To find \(\frac{dy}{dx}\) for the function \(y = x^x\), we will follow these steps: ### Step 1: Take the logarithm of both sides We start with the equation: \[ y = x^x \] Taking the natural logarithm on both sides gives us: \[ \log y = \log(x^x) \] ### Step 2: Apply the logarithmic property Using the property of logarithms that states \(\log(a^b) = b \log(a)\), we can rewrite the equation: \[ \log y = x \log x \] ### Step 3: Differentiate both sides Now, we differentiate both sides with respect to \(x\).

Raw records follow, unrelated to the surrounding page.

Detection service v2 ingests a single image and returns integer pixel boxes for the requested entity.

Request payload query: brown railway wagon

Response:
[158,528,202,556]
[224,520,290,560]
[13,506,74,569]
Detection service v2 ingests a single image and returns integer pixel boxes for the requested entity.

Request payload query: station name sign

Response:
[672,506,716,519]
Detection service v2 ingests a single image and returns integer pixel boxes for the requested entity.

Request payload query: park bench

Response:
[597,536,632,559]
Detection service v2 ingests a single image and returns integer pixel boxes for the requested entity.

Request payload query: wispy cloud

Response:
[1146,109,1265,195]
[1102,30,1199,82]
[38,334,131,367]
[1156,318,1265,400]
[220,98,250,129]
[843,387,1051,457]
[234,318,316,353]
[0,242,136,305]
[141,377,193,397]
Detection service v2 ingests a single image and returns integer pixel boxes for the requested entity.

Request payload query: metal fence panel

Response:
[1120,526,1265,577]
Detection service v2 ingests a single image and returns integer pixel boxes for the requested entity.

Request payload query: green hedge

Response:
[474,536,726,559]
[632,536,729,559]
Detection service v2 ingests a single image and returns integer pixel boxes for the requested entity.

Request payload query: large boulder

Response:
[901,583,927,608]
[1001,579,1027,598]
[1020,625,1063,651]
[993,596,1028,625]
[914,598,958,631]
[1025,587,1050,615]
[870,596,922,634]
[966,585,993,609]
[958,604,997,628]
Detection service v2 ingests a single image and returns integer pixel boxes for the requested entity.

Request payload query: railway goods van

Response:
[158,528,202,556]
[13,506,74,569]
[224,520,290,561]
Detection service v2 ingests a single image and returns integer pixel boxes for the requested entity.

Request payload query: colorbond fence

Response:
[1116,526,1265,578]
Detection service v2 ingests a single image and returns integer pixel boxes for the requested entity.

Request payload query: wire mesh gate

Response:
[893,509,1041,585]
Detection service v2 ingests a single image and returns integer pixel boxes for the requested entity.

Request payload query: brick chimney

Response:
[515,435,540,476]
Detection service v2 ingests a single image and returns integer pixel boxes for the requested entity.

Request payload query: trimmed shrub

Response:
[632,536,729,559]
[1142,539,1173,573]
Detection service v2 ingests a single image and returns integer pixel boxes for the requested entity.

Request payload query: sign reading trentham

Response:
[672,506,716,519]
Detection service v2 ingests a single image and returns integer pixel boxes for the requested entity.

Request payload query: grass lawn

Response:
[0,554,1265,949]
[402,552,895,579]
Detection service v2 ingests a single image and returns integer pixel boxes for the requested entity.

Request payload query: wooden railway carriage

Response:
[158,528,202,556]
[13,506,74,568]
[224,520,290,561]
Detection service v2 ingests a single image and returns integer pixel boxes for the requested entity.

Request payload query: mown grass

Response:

We will use implicit differentiation on the left side and the product rule on the right side: \[ \frac{d}{dx}(\log y) = \frac{d}{dx}(x \log x) \] Using the chain rule on the left side: \[ \frac{1}{y} \frac{dy}{dx} = \frac{d}{dx}(x \log x) \] ### Step 4: Differentiate the right side using the product rule For the right side, we apply the product rule: \[ \frac{d}{dx}(x \log x) = \frac{d}{dx}(x) \cdot \log x + x \cdot \frac{d}{dx}(\log x) \] This simplifies to: \[ 1 \cdot \log x + x \cdot \frac{1}{x} = \log x + 1 \] ### Step 5: Combine the results Now we have: \[ \frac{1}{y} \frac{dy}{dx} = \log x + 1 \] Multiplying both sides by \(y\) gives us: \[ \frac{dy}{dx} = y(\log x + 1) \] ### Step 6: Substitute back for \(y\) Since \(y = x^x\), we substitute back: \[ \frac{dy}{dx} = x^x(\log x + 1) \] ### Final Answer Thus, the derivative \(\frac{dy}{dx}\) is: \[ \frac{dy}{dx} = x^x(1 + \log x) \] ---